The GB Theatre Company is a British touring company that specialises in outdoor productions of Shakespeare. Founded in 2010 by Gillian Roca and Barrie Palmer. The first productions in 2010 were As You Like It directed by Neil Sheppeck and Merry Wives of Windsor directed by Jenny Stephens. The productions were played in rep and starred Gabriel Thomson, Matt Milburn, Stacey Roca and Alexander Delamere. The tour took in Dublin's Trinity College, Ramme Gaard in Norway, Prague Castle, Norwich Cathedral, Kentwell Hall and Arundel Castle.

The following year the Company produced Romeo and Juliet and Twelfth Night which was directed by Michael Woodwood. Several new performers joined Gabriel Thomson as Romeo and David Davies who played Friar Lawrence and took over as Mercutio when the Company played The Victorian Embankment Gardens in London.
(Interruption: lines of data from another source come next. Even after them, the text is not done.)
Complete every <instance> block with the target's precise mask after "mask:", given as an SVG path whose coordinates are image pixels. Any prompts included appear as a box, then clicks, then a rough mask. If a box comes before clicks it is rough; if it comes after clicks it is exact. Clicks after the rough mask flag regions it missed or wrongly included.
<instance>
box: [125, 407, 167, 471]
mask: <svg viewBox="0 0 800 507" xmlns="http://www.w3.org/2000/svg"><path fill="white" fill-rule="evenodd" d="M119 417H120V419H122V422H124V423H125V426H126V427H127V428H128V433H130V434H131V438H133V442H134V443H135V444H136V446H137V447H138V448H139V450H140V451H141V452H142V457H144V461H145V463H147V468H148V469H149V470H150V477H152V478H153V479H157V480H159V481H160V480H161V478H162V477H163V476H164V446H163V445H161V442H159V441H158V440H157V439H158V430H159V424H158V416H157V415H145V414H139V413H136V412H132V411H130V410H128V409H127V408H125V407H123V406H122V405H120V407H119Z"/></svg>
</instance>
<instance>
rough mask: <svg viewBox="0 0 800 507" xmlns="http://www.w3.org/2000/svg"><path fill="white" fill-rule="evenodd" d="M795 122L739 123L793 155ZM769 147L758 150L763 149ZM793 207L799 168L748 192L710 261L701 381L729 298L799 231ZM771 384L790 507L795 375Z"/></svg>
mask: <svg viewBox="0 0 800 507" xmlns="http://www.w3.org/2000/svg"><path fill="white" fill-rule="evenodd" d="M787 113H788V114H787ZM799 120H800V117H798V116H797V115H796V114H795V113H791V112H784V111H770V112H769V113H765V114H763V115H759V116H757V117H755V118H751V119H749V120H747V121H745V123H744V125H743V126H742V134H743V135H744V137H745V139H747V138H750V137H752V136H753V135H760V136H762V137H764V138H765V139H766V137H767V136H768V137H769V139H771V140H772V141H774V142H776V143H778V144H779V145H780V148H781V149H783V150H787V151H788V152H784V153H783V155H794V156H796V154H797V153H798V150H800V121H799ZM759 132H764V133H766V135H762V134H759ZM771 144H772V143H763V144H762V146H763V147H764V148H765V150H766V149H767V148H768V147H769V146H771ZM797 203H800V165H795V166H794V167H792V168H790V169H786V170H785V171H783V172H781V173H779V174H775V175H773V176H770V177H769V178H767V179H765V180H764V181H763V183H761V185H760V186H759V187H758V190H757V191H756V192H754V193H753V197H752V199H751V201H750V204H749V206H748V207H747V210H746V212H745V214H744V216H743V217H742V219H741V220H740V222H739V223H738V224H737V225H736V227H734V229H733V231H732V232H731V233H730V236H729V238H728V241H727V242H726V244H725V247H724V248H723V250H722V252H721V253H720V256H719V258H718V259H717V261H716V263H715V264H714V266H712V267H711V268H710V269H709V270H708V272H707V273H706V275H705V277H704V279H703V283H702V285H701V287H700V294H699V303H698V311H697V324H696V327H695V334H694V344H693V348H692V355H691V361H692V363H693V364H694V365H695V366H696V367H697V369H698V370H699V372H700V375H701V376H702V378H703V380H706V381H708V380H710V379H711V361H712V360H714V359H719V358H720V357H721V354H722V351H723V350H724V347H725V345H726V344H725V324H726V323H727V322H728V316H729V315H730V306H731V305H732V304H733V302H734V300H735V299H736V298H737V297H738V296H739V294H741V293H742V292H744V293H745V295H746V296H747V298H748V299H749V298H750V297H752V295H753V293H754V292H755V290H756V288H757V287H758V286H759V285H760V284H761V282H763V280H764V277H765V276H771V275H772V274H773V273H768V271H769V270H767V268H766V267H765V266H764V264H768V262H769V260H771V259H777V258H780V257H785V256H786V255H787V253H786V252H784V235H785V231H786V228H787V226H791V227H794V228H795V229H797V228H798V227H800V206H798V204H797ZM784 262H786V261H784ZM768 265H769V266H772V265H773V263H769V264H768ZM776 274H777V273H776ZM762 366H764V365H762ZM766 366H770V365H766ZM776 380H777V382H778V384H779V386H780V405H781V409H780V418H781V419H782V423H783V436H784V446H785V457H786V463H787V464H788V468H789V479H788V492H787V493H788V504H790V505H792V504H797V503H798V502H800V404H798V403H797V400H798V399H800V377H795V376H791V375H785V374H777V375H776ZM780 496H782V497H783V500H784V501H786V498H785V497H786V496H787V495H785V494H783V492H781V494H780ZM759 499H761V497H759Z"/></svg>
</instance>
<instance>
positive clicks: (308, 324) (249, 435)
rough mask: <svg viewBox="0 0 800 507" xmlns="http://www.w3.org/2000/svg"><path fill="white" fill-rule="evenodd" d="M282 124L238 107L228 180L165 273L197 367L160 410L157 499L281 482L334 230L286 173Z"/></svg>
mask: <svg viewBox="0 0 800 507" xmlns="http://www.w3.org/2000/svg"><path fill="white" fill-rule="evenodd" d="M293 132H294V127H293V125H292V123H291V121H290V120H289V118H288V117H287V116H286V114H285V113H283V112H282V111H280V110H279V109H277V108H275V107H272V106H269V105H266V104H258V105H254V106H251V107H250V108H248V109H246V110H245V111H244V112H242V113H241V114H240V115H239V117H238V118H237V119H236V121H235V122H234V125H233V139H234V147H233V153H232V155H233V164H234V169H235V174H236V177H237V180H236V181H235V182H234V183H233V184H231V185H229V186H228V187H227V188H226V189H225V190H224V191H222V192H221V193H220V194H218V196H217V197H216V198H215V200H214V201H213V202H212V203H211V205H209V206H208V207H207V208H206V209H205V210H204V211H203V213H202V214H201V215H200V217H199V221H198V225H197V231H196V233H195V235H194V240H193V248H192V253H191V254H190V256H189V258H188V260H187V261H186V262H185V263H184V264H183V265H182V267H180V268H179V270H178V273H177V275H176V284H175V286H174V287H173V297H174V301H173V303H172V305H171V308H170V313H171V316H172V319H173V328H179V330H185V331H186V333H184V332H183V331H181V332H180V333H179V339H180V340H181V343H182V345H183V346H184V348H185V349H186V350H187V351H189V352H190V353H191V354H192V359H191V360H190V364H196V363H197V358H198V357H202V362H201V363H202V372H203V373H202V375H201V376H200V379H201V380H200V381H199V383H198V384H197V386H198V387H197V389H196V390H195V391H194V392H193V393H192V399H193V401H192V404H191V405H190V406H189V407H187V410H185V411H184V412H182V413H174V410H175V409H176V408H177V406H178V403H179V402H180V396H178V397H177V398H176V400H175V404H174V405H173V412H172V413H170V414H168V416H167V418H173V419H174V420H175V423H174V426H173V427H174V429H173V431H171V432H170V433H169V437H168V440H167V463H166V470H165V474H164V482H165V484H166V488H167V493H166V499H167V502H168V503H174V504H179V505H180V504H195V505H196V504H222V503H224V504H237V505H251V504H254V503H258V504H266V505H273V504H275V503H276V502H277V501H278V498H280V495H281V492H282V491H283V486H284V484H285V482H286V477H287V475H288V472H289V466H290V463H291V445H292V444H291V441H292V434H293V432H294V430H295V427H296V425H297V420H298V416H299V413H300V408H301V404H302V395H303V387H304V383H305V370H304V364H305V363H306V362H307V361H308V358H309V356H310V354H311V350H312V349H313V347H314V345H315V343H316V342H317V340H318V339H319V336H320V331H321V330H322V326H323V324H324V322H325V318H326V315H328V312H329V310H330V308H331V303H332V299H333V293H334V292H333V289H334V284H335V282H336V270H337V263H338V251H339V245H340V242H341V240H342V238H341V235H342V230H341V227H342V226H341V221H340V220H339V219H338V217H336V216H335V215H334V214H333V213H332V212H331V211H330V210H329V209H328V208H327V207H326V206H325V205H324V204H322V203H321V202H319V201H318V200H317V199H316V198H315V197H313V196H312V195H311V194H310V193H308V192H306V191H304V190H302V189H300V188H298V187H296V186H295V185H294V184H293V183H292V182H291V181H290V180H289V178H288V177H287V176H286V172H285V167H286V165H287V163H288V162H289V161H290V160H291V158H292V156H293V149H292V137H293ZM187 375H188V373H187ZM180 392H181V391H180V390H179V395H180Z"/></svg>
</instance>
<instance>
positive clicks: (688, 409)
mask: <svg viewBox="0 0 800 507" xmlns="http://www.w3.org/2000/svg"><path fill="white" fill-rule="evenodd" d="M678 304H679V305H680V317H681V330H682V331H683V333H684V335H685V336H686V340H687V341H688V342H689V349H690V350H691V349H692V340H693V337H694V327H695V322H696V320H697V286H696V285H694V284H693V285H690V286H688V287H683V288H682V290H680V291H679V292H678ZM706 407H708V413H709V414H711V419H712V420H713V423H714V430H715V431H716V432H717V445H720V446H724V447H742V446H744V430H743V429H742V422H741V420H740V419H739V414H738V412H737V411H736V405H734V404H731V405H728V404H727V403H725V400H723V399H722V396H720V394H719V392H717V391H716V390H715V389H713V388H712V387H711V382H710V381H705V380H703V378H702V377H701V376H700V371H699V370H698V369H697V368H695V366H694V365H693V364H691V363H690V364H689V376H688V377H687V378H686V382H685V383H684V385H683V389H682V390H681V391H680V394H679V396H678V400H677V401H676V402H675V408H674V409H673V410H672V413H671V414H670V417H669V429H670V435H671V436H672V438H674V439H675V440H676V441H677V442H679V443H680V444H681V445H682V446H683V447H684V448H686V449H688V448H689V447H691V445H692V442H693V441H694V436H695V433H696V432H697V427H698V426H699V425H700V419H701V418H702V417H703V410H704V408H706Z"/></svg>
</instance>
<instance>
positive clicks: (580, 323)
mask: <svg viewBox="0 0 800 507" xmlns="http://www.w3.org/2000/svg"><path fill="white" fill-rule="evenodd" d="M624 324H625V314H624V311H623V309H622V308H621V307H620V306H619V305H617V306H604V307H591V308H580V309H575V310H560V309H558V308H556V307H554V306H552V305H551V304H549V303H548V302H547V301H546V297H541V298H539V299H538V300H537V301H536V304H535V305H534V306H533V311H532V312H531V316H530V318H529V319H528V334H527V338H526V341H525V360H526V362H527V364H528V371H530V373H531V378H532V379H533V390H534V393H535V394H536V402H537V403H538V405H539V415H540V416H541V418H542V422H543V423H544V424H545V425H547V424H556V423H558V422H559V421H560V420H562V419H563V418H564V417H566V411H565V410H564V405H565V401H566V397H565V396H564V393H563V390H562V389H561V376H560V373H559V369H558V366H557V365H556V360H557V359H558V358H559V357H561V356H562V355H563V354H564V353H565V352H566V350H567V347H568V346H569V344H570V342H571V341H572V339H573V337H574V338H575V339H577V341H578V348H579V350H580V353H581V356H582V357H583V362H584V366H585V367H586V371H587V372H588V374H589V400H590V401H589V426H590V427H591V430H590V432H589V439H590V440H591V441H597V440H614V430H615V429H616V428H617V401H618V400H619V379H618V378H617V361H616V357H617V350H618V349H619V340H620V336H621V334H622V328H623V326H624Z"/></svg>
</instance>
Once again, Norwich Cathedral and Arundel Castle were on the tour schedule and appear on the website as destinations for 2012. Indeed, the Company is the headline act at The Dublin Shakespeare Festival, The Norwich Shakespeare Festival and The Arundel Festival. Arundel is the seat of The Duke of Norfolk who is often in attendance at the Company's performances there.

The Company features actors in traditional costume and live music.

In 2012 the company toured internationally with The Tempest directed by Jack Shepherd, (famous as television's Wycliffe) and The Taming of the Shrew directed by Jenny Stephens. Venues included Exeter Castle, Norway's Ramme Gaard, Norwich Cathedral, Kensington Palace Gardens, Warwick Castle, Arundel Castle. The media attention focused on the success of The Tempest with its solid performances. The 2013 programme was announced as A Midsummer Night's Dream and The Merchant of Venice.